L'atelier du Peintre tableau de Gustave Courbet

Le séjour à Paris

Lorsque Gustave Courbet arrive à Paris, il a un peu plus de vingt ans. La capitale l'enchante sans le griser. Tout plein de son rêve, il ne s'attarde pas aux flâneries ni aux plaisirs. Il est venu pour travailler, pour triompher et, dès le débotté, il organise sa vie. Vie bien modeste, souvent précaire, mais qu'il est résolu à supporter bravement.

Tout d'abord, il loge à l'hôtel dans une chambre qu'il paye 20 francs par mois, et où il accède par un escalier de 104 marches. Deux ans après, il découvre 89, rue de la Harpe, un atelier qu'il dépeint magnifique dans une lettre à ses parents. La location est de 22 francs par mois ; le mobilier se compose d'un lit, d'une commode, d'une table et de quelques chaises. Quant à son ordinaire, il est aussi modeste que le mobilier : Courbet, le matin, mange du pain dans sa chambre et il ne fait qu'un repas à cinq heures, après avoir travaillé tout le jour. Encore s'excuse-t-il de dépenser, pour ce repas, trois sous de plus qu'à la pension où il mangeait à son arrivée à Paris.

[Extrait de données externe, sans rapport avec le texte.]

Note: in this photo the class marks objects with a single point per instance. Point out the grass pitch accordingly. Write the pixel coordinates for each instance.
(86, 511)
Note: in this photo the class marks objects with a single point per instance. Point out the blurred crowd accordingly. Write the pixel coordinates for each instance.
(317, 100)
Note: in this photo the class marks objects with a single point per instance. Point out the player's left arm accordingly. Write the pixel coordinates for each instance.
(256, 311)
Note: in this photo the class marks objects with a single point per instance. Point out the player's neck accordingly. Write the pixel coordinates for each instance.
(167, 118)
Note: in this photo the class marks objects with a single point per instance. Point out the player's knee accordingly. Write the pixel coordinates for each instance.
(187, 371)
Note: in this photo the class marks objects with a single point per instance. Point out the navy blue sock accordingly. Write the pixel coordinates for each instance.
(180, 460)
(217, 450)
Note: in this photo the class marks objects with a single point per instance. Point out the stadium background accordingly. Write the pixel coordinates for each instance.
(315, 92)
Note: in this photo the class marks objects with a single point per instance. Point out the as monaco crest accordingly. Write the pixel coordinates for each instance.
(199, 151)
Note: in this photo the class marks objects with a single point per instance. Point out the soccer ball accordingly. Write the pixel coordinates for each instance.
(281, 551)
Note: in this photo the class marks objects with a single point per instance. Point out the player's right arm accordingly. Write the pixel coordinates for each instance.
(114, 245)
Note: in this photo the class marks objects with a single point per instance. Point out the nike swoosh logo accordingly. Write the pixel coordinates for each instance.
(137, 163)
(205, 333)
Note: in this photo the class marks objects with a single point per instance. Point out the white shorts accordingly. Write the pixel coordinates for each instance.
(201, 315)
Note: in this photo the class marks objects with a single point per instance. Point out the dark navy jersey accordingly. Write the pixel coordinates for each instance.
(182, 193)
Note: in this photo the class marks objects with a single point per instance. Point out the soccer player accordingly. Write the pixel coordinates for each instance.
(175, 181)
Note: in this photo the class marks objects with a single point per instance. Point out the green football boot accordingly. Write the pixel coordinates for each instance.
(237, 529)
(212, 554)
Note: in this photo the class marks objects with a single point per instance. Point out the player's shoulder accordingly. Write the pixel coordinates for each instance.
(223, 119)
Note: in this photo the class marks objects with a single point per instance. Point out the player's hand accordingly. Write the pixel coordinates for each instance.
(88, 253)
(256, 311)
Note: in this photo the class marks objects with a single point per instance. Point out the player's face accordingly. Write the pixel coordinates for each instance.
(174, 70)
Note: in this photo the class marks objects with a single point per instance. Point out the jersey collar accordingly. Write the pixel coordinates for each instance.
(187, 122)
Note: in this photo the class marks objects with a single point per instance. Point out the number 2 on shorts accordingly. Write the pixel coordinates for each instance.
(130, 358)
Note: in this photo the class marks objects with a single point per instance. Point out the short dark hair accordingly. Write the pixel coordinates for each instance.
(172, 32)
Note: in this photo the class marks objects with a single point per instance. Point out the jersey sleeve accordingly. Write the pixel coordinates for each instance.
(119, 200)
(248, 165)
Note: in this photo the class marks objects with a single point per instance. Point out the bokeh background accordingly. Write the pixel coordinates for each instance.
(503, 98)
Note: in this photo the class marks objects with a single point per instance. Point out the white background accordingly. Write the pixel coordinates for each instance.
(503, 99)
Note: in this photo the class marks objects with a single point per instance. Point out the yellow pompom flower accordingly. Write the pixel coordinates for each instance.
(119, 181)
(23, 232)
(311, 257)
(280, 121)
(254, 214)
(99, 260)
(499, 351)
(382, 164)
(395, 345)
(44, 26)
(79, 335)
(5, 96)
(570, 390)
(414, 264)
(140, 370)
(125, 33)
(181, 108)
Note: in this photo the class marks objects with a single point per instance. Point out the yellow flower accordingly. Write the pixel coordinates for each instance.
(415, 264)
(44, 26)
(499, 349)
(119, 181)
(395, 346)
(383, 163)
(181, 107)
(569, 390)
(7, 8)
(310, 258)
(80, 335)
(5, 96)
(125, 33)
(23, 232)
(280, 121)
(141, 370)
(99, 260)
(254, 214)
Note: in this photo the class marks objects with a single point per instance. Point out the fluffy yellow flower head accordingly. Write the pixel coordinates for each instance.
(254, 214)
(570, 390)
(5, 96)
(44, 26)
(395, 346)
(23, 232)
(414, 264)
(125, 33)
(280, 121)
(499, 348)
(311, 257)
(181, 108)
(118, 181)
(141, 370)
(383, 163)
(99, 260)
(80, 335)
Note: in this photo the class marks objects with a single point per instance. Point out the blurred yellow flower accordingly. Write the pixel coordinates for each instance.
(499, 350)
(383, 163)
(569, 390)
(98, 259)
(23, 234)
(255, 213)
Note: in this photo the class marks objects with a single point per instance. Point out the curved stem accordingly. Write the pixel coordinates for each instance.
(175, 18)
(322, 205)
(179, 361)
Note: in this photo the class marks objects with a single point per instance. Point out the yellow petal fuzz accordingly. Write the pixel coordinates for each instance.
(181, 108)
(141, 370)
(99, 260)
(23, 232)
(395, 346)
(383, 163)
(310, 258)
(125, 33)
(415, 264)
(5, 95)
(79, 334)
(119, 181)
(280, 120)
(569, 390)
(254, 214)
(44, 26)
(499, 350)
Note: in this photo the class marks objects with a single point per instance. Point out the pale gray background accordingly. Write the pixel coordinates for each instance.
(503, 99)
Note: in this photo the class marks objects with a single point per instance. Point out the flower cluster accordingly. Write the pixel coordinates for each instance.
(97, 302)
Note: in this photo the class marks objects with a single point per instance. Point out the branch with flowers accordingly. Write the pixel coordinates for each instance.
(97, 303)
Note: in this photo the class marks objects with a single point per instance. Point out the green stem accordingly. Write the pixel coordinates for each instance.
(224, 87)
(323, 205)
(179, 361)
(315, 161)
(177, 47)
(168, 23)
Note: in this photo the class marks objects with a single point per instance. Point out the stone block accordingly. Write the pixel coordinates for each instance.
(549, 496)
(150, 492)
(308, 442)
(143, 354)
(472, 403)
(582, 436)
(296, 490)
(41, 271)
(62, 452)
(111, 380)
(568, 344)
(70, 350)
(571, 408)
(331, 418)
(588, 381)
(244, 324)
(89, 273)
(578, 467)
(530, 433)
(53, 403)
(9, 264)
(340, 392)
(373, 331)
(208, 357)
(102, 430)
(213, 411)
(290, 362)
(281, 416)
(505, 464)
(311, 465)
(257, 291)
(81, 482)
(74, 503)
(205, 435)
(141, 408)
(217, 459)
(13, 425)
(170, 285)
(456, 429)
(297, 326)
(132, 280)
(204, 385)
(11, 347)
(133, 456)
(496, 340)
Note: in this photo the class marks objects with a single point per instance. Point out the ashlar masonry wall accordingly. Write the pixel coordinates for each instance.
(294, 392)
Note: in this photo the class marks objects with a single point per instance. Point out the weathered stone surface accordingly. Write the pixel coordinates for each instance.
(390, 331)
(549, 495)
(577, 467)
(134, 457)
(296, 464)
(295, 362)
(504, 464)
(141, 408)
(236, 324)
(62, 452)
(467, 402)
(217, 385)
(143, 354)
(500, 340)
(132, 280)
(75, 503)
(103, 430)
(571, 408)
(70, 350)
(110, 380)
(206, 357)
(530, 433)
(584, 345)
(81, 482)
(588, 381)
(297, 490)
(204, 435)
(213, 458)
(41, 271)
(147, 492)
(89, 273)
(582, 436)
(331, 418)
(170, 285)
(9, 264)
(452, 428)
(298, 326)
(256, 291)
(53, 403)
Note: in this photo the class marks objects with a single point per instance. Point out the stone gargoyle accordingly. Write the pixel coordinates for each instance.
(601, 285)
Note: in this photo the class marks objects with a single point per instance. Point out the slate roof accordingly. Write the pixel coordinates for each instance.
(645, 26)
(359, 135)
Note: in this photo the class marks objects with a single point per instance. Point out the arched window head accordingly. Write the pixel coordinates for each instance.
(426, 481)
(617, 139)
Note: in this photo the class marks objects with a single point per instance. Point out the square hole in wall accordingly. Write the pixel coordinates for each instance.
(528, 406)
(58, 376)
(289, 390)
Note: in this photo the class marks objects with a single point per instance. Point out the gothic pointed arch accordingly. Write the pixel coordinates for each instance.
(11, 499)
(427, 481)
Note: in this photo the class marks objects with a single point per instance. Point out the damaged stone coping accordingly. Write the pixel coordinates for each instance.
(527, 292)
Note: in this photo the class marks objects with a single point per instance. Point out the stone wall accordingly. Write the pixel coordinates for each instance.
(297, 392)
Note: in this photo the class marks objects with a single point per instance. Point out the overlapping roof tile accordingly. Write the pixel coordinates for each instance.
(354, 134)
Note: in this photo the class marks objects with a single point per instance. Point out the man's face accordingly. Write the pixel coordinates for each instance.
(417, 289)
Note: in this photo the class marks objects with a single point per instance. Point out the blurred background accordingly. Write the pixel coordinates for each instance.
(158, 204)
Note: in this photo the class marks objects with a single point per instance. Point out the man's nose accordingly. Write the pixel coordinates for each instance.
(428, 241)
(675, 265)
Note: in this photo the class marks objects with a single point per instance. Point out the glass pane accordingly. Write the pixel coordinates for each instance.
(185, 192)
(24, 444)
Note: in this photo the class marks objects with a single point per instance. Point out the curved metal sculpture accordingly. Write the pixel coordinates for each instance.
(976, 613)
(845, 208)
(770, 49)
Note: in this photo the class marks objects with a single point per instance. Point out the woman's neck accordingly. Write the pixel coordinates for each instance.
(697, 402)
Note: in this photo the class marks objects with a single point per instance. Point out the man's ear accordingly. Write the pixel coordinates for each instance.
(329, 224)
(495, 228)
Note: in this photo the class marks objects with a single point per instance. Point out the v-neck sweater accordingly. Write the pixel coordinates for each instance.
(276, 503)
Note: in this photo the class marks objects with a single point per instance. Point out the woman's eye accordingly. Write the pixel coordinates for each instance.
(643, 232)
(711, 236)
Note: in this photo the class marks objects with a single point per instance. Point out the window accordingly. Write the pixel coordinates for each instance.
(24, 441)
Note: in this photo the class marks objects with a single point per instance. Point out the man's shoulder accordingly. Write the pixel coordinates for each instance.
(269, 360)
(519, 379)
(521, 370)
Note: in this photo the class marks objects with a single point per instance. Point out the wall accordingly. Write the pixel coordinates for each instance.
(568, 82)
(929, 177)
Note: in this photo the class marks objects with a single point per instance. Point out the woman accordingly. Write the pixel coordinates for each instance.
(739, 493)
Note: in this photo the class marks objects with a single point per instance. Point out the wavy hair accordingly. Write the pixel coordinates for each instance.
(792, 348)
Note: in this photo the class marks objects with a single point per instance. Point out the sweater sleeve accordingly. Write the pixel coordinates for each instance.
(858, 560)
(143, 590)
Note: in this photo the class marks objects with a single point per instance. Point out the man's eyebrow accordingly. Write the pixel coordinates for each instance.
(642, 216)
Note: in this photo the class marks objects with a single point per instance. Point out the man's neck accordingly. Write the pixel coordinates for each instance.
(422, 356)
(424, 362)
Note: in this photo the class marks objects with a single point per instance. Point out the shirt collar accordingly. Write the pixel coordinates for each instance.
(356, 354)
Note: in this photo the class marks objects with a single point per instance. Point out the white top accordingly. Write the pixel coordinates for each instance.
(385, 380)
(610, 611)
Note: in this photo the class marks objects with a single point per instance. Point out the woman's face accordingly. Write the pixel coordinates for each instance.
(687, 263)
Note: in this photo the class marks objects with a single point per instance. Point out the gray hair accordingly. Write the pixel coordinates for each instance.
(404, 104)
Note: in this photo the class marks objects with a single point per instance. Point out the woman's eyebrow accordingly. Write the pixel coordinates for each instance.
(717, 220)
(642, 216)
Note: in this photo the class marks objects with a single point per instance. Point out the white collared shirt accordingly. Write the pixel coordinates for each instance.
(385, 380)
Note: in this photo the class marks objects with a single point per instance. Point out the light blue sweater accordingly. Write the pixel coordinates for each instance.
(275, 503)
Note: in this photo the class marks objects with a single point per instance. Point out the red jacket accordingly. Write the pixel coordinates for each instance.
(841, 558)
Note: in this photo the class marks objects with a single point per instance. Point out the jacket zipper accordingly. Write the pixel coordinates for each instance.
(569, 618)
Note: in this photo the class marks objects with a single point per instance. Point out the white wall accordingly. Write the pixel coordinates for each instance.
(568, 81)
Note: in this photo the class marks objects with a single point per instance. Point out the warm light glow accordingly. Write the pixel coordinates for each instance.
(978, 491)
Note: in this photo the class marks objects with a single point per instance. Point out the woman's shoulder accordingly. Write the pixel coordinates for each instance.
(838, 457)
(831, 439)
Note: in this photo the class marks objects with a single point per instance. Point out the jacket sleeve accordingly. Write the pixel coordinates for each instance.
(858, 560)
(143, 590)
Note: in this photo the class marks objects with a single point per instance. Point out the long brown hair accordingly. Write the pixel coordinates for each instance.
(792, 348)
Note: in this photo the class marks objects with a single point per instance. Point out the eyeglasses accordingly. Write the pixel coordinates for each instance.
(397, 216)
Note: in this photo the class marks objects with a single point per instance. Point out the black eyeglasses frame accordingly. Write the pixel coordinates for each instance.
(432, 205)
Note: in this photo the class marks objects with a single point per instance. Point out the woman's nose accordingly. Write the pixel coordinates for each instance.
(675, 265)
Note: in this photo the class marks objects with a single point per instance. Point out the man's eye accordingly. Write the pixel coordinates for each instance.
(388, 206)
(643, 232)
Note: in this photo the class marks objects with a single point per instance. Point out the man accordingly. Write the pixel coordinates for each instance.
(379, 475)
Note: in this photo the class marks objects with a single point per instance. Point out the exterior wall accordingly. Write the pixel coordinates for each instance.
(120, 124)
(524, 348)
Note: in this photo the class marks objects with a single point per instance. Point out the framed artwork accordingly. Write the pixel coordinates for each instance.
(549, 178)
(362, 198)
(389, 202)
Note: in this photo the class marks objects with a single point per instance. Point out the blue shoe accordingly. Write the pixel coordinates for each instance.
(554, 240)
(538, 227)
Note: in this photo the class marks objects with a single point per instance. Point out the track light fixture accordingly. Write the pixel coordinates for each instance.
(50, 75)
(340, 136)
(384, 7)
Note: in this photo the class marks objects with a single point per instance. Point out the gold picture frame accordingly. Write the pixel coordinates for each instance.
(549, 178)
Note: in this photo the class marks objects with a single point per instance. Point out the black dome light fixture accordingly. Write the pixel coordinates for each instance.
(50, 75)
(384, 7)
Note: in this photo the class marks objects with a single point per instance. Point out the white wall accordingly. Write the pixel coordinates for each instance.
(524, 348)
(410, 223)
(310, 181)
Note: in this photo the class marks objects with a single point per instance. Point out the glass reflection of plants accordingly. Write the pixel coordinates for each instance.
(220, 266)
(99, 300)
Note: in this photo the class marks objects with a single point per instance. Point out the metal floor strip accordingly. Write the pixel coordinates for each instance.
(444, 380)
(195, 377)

La subvention paternelle est maigre, encore est-elle toujours accompagnée d'admonestations maladroites. Croyant le stimuler, le père Courbet reproche sans cesse à son fils de ne pas travailler assez, mais celui-ci regimbe et dès cette époque s'affirme le désaccord constant qui les séparera. Néanmoins, il ne se décourage pas, loin de là. Il travaille depuis le petit jour jusqu'à la nuit, « comme une bête », au risque de nuire à sa santé. Les heures qu'il ne passe pas à son atelier, il les emploie à de longues et fructueuses visites au Louvre.

Il va d'instinct vers les maîtres dont le génie et la manière s'accordent le mieux avec son tempérament. L'école italienne le retient peu : il affecte même de la mépriser. Il est déjà l'incorrigible rapin qu'il resta toujours, désireux d' « épater » le bourgeois et le critique. Devant les grands Italiens, il a des boutades épiques; il traite Titien et Léonard de Vinci de « filous »; quant à Raphaël, il a fait quelques portraits intéressants, mais où il n'y a « aucune pensée ». Veronèse seul trouve grâce devant lui : il le tient pour un « homme fort et d'aplomb ». Il aime aussi les Carrache, le Caravage, le Guide, le Dominiquin, mais toute son admiration va aux grands réalistes, Ribera, Zurbaran, Velazquez, Holbein et surtout à Rembrandt qui « charme les intelligences mais étourdit et massacre les imbéciles ».

De ces peintres il fait de nombreuses copies. Entre temps, il exécute des portraits de « bourgeois » qui lui sont assez mal payés. Un portrait de Courbet, à cette époque, vaut de 100 à 150 francs. Le jeune peintre s'en contente, trop heureux de ces aubaines qui apportent un peu de répit à sa misère.